Department of Computational Data Science and Engineering, North Carolina A&T State University, Greensboro, NC, USA.
Department of Chemistry, University of North Carolina at Chapel Hill, Chapel Hill, NC, USA.
Sci Rep. 2021 Jun 15;11(1):12550. doi: 10.1038/s41598-021-91840-w.
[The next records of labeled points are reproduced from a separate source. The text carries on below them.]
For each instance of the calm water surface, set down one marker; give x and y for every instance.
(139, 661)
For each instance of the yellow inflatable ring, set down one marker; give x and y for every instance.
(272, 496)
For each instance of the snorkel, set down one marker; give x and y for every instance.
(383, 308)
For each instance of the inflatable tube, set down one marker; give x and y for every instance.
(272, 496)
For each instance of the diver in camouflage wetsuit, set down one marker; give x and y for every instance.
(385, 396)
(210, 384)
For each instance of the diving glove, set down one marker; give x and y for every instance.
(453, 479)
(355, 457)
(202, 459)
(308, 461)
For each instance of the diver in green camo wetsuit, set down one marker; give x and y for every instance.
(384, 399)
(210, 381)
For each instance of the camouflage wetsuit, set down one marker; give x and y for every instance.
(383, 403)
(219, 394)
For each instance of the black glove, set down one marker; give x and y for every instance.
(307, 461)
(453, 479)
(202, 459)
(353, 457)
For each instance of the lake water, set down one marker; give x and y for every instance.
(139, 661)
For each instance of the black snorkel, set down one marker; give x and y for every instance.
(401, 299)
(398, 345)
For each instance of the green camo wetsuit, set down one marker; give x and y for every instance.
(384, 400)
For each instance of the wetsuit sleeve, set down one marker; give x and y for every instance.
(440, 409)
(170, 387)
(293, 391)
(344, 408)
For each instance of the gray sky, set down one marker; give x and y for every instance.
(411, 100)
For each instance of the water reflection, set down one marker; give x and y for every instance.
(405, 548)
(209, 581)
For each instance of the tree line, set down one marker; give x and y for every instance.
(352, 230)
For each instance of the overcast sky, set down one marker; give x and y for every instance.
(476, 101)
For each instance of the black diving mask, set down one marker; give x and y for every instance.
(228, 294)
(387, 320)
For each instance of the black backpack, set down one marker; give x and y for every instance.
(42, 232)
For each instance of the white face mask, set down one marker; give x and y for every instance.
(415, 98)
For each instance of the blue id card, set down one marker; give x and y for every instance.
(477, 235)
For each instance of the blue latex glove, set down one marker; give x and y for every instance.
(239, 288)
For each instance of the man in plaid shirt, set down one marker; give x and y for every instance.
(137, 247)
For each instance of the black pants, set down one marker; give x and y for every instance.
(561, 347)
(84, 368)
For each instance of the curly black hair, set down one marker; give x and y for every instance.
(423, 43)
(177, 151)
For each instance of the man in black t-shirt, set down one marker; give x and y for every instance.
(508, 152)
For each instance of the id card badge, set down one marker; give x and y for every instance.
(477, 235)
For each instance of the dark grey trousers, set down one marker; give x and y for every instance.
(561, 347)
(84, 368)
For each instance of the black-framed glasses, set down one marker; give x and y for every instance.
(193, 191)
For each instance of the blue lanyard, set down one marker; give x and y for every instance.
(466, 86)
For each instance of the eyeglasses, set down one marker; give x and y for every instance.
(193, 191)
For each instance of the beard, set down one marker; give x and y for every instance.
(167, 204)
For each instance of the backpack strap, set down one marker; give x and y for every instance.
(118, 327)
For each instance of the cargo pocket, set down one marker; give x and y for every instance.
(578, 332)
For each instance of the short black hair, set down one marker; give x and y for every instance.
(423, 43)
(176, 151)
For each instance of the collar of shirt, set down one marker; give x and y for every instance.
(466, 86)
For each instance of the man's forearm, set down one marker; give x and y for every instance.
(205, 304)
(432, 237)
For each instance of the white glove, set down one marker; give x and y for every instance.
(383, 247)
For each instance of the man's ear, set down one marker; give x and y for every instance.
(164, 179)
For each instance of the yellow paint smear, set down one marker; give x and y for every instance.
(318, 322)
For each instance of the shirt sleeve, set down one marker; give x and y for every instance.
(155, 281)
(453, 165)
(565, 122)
Protein phosphorylation, which is one of the most important post-translational modifications (PTMs), is involved in regulating myriad cellular processes. Herein, we present a novel deep learning based approach for organism-specific protein phosphorylation site prediction in Chlamydomonas reinhardtii, a model algal phototroph. An ensemble model combining convolutional neural networks and long short-term memory (LSTM) achieves the best performance in predicting phosphorylation sites in C. reinhardtii. Deemed Chlamy-EnPhosSite, the measured best AUC and MCC are 0.90 and 0.64 respectively for a combined dataset of serine (S) and threonine (T) in independent testing higher than those measures for other predictors. When applied to the entire C. reinhardtii proteome (totaling 1,809,304 S and T sites), Chlamy-EnPhosSite yielded 499,411 phosphorylated sites with a cut-off value of 0.5 and 237,949 phosphorylated sites with a cut-off value of 0.7. These predictions were compared to an experimental dataset of phosphosites identified by liquid chromatography-tandem mass spectrometry (LC-MS/MS) in a blinded study and approximately 89.69% of 2,663 C. reinhardtii S and T phosphorylation sites were successfully predicted by Chlamy-EnPhosSite at a probability cut-off of 0.5 and 76.83% of sites were successfully identified at a more stringent 0.7 cut-off. Interestingly, Chlamy-EnPhosSite also successfully predicted experimentally confirmed phosphorylation sites in a protein sequence (e.g., RPS6 S245) which did not appear in the training dataset, highlighting prediction accuracy and the power of leveraging predictions to identify biologically relevant PTM sites. These results demonstrate that our method represents a robust and complementary technique for high-throughput phosphorylation site prediction in C. reinhardtii. It has potential to serve as a useful tool to the community. Chlamy-EnPhosSite will contribute to the understanding of how protein phosphorylation influences various biological processes in this important model microalga.
蛋白质磷酸化是最重要的翻译后修饰(PTM)之一,参与调节无数细胞过程。在此,我们提出了一种新的基于深度学习的方法,用于预测莱茵衣藻(Chlamydomonas reinhardtii)中生物体特异性的蛋白质磷酸化位点,这是一种模型藻类光养生物。结合卷积神经网络和长短期记忆(LSTM)的集成模型在预测莱茵衣藻的磷酸化位点方面表现最佳。在独立测试中,对于丝氨酸(S)和苏氨酸(T)的组合数据集,测得的最佳 AUC 和 MCC 分别为 0.90 和 0.64,优于其他预测器的测量值。当应用于整个莱茵衣藻蛋白质组(总计 1,809,304 个 S 和 T 位点)时,Chlamy-EnPhosSite 在截止值为 0.5 时产生了 499,411 个磷酸化位点,在截止值为 0.7 时产生了 237,949 个磷酸化位点。这些预测结果与一项通过液相色谱-串联质谱(LC-MS/MS)在盲法研究中鉴定的磷酸化位点的实验数据集进行了比较,Chlamy-EnPhosSite 在概率截止值为 0.5 时成功预测了莱茵衣藻 2,663 个 S 和 T 磷酸化位点中的约 89.69%,在更严格的截止值 0.7 时成功鉴定了 76.83%的位点。有趣的是,Chlamy-EnPhosSite 还成功预测了蛋白质序列中(例如,RPS6 S245)实验证实的磷酸化位点,这些位点未出现在训练数据集中,这突出了预测准确性和利用预测来识别生物相关 PTM 位点的能力。这些结果表明,我们的方法代表了一种强大且互补的技术,可用于高通量预测莱茵衣藻中的磷酸化位点。它有潜力成为该领域的一个有用工具。Chlamy-EnPhosSite 将有助于理解蛋白质磷酸化如何影响这种重要模型微藻中的各种生物学过程。